Madalena não era amiga de Serafina. Conheceram-se por acaso numa festa inquietante onde o som da música, no alto-falante, impedia o refletir da consciência reprimida e limitada pelas ondas de cada vibração – eram vibrações alucinantes com reflexos irritantes que se findariam numa cama, na mesma cama dos gemidos repartidos agora numa mesa de bar.
Serafina era mãe de Bernadete. Aconselhava sempre a filha: ‘Não caia em qualquer flerte!’. Ser caçada, entretanto, na visão de Maria, era mais que ser um prato diante da freguesia. Era sentir-se entregue, corpo e alma, revelando-se e se despindo toda.
Joaquina tinha o seu João. Bernadete o seu José. Serafina era de Pedro e Madalena de outra mulher. Todas mulheres. Todas amadas. Todas felizes!

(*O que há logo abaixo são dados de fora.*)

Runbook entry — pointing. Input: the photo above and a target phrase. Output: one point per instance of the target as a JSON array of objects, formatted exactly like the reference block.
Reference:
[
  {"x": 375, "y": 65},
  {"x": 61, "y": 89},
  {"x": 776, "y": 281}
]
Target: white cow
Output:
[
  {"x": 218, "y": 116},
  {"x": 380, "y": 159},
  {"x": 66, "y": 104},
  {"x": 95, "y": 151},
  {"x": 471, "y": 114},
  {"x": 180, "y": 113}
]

Hoje, depois de tantos aconselhamentos, Madalena, Serafina, Bernadete e Maria já não existem mais. Joaquina e João deixaram Mateus. Bernadete e José deixaram Augusto. Serafina e Pedro nos deixaram o lindo Lucas e Madalena não quis engravidar.
Mateus é de Priscila. Augusto é de Dasdores. Lucas é de Amanda. De Madalena nada mais se pode falar.
Mateus, Augusto e Lucas nunca se conheceram. Estavam todos ilhados feito agulha num palheiro. Mesmo assim, pela força da construção, serviram como pano de fundo da descendência refletida na escuridão.
Os filhos de Mateus e Lucas estão hoje na mesma escola. Ouvem as mesmas palestras, escutam as mesmas histórias... Numa das recentes avaliações tiveram como tema ‘O valor da construção’. Mateus era homem das exatas e lembrou-se de uma edificação; Lucas era artista e lembrou-se de uma composição. Expuseram seus argumentos num papel que tudo aceita. O professor, um filósofo, esbarrou logo na entrada do prédio de Mateus, mas se maravilhou com a viagem imaterial da composição metafísica de Lucas.
Dia da entrega das avaliações. Diz o professor:
– Lucas?
– Sim, professor!
– Dez!
– Mateus?
– Sim, professor!
– Dez!
Hoje, neste instante, realiza-se o aniversário do neto de Lucas, um engenheiro que adora a arte das artes: a vida!
Nijair Araújo Pinto
Juazeiro do Norte-CE, 12 de junho de 2009.